Sua voz dilacerava ao ar, chegava aos ouvidos sem receio do que poderia trazer por conseqüência daquele ato, o qual deixara sem reação, sem palavras, sem lágrimas. Apenas intocável e paralizada, como quem com um olhar prende os sentidos de quem a repara, a consagra. Consagra porque era assim, algo até digamos comparado como uma idolatria cega. Então, nesse fim de noite, o que importava era nada. O que fazia sentido? Nada. O que restava? Nada. Organizemos as idéias: a noite era fria, mas nem o frio era sentido, o movimento era grande, as ruas mais uma vez como companhia e por alguns momentos, uma outra mente fazia-se necessária, uma alma que divide prazeres, agora também poderia dividir a dor, a tristeza, o desencanto. Mas era um momento de pensamentos velozes, árduos, a fim de buscar e encontrar explicações. A necessidade de uma parceria foi momentânea, de relance, não durando mais que alguns breves minutos.
E voltava mais uma vez aquelas memórias, aquelas promessas, dizeres, encontros, lugares, prazeres, lembranças. E pra onde teria ido? Era tudo muito vazio, sabor amargo, visão turva, mãos trêmulas. Simples, como tudo deveria ser, embora descrente, naquele momento lutando pra enxergar por além daqueles olhos. Outras pessoas eram apenas outras pessoas. Como torna um mundo repleto de um só ser? Como se faz da vida, especificada em uma só vida? São tão inexplicáveis as questões que vem de encontro, que pra respondê-las, creio que uma vida só não bastaria. E é tão fácil reconhecer essa fase, um sorriso já diz tudo.
Retornemos à noite. Caminhava ainda, era ao lar que deveria retornar, olhar para o chão ou para as estrelas, não mudava em nada, era tudo tão igual e sem graça, que nem mesmo a morte oferecia algum medo. Distingüir o certo do errado ali, não era nada fácil. Mas se manter 'alegre' à visão dos outros era pior ainda. O destino é certo para seres incertos do amanhã. O fato é que tudo que havia a volta, parecia parte de uma lista enorme de inimigos, juntos, numa fusão de intenções, crueldades, desejos e outros sentimentos dignos da mente humana. Tão somente me via ali, um ser de profunda agonia, mergulhado em águas desconhecidas, que iam e viam num compasso descompassante, tiravam do equilíbrio permanente até mesmo a mais equilibrada das criaturas.

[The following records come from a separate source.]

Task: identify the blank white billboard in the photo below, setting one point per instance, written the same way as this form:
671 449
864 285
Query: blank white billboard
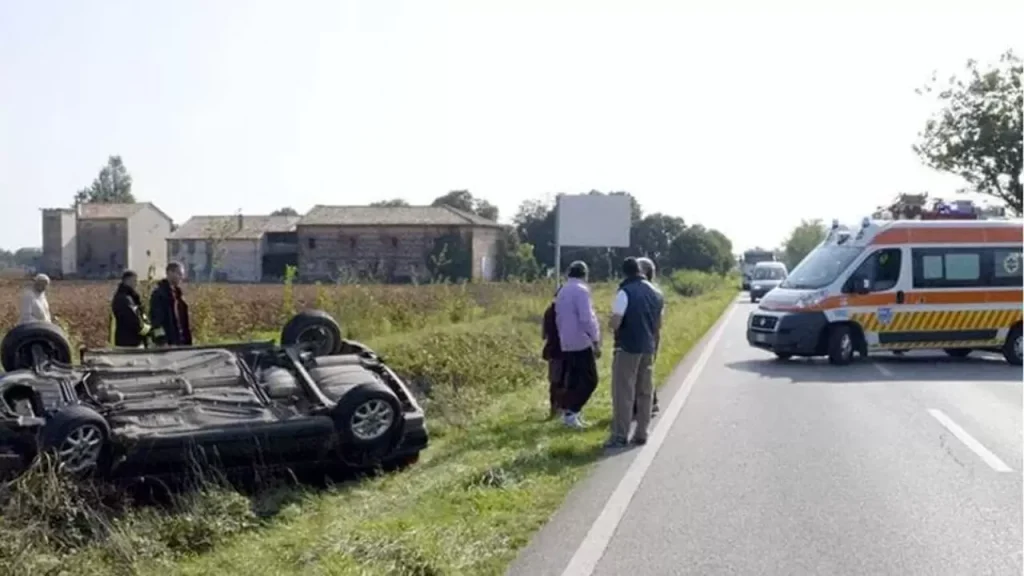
591 220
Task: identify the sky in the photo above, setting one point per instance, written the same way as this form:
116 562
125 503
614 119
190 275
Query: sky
728 114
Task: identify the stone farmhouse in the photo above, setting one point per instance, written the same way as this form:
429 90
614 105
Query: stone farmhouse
235 248
389 243
100 241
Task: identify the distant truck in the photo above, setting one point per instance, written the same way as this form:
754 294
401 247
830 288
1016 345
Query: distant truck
750 259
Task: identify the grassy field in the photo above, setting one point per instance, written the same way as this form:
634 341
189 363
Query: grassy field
495 472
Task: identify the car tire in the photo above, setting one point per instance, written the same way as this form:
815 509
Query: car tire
369 416
315 329
841 345
78 438
15 348
1012 347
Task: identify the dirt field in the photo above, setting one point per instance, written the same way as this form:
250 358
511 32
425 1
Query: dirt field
231 311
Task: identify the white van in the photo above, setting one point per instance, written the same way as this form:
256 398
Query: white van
898 285
766 277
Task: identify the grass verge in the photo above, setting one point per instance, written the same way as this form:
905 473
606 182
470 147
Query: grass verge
494 475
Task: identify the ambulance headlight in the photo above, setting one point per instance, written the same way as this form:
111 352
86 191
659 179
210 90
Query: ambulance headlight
811 299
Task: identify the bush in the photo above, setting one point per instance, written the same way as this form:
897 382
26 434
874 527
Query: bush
691 283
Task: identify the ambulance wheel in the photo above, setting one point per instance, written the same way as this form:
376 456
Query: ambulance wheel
841 345
1012 347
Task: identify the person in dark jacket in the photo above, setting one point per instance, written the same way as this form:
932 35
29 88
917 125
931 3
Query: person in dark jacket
169 312
647 269
552 354
128 324
636 321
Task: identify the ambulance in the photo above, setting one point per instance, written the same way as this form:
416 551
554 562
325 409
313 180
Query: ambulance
899 285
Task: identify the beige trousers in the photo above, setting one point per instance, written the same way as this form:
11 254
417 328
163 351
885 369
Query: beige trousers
632 382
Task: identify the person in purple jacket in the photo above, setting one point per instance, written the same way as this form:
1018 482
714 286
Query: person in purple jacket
580 336
552 354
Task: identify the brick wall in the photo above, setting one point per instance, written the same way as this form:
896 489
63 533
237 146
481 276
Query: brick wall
102 248
388 253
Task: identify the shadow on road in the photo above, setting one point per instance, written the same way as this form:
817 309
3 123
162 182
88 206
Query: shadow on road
915 368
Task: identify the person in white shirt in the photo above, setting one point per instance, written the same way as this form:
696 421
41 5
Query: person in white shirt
35 307
647 269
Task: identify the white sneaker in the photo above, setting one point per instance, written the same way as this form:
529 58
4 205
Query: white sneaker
572 420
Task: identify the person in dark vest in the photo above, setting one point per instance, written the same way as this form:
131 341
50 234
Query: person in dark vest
128 324
169 312
636 321
647 269
552 354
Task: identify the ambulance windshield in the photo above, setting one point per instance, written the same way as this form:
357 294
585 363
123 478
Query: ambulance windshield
821 266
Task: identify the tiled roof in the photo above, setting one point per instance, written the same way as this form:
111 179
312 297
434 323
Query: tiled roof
226 228
101 211
392 215
105 211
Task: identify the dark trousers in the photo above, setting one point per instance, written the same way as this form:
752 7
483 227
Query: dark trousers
556 382
581 378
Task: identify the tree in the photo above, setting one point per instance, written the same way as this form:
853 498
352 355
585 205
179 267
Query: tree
515 258
450 258
394 203
801 241
977 134
700 249
463 200
113 186
653 235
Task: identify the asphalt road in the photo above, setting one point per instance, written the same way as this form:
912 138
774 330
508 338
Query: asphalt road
892 465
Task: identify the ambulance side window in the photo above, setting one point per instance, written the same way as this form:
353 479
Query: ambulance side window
882 269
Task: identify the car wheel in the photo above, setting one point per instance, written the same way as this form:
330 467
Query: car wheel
313 329
77 439
841 345
1012 347
22 343
368 416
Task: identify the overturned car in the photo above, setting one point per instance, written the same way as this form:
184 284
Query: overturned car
313 400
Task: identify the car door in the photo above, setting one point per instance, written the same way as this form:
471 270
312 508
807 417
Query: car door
879 303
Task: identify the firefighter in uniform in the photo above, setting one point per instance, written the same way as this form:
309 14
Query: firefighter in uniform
169 312
129 327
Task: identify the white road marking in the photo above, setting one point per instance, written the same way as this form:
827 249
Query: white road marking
991 459
885 371
586 558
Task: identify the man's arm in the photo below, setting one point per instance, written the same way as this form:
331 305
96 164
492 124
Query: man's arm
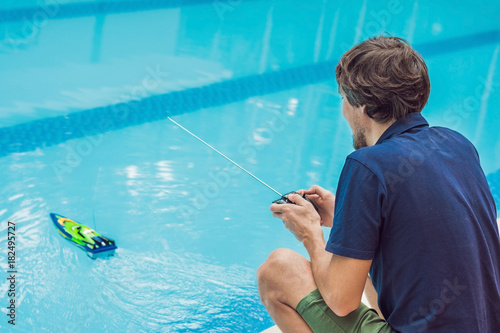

Dizer, relatar, expor toda a amargura não é o bastante para apagar essa dor, ainda assim está guardada em uma caixa, onde todas são reunidas, revistas e jamais esquecidas.
E como é prazeroso e ao mesmo tempo repleto de mistérios esta dor, encantada de magia e somente de quem a sente. Passam-se os dias e o tempo fez-se mesmo um tempo de caminhar só. Mas esse caminhar só, além de necessário é estimulante.